Once again let us build more housing for the few who can afford the rent.. where is the much needed affordable housing elitist

I'm not surprised that the building is incredibly ugly (I primarily mean the new stuff they're tacking on, although the existing structure was no beauty either). What I am a little surprised at is that these "architects" can't even come up with an original ugly design. This is basically the same repulsive, ticky-tacky, color-challenged look as the monstrosity someone recently built next door to the Jewish temple near Coolidge Corner. That's the ugliest building I've ever seen, and this abomination will be a close runner-up.

When these clowns remember the most basic rule you learn in architecture school, and add a flock of birds to the rendering, I suggest they use pigeons crapping all over their fake brick facade.

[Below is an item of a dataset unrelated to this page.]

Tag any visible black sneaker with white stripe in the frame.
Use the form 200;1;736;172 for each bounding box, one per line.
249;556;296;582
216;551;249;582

That would be most appropriate.

I live in the city near public transit. And I LOVED it when I worked downtown. But grandma lives in a place with no real transit, so I kept my car. Then zip car came along, potentially eliminating my need for a car.

But then I got a new job that was, guess what? Not near public transit. So I'm back to needing a car. And oh yeah, even if I still worked down-town (or from home), my wife now works odd hours in the burbs, so we have 2 cars...

We make due. We walk everywhere we can. But please remember that stuff happens and we can't all manage the car-less life.